In vivo induced deletion of the mitochondrial protein stomatin-like protein-2 is associated with development of an inflammatory motor deficit disorder (54.10)

Abstract

Abstract Stomatin-like protein (SLP)-2 is a mainly mitochondrial protein identified in proteome analysis of glycolipid-enriched membrane microdomains of mammalian cells, including lymphocytes. Our preliminary data suggest SLP-2 recruits prohibitins to cardiolipin-enriched domains in the mitochondrial inner membrane to form specialized membrane microdomains, required for optimal cellular respiration. We hypothesized that deletion of the SLP-2 gene will cause defective mitochondrial function that may result in organ-selective disease. We found that a conventional SLP-2-deficient mouse was embryonic lethal at the pre-implantation stage. Thus we generated viable tamoxifen-inducible systemic SLP-2 knockout mice.
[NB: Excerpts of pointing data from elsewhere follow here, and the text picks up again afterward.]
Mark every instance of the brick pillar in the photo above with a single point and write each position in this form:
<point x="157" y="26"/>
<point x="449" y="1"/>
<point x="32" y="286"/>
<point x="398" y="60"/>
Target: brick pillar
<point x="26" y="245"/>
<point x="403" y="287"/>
Administration of tamoxifen (3mg/40g; 10 days; i.p.) resulted in a motor phenotype characterized by poorer SHIRPA scores, weight loss and death (68% at day 28, p<0.05). This phenotype correlated with SLP-2 gene deletion and decreased protein levels in select tissues. Histological analysis revealed multifocal myofibrillar degeneration of the diaphragm with a mononuclear inflammatory infiltrate. In addition, apoptosis throughout the exocrine pancreas and pancreatic atrophy due to loss of normal acinar tissue were observed. In conclusion, in vivo SLP-2 deletion induces a mitochondrial disease-like phenotype, suggesting this protein is required for optimal metabolic function. SLP-2-deficient mice may be useful to assess the function of SLP-2 in vivo and to study mitochondrial diseases.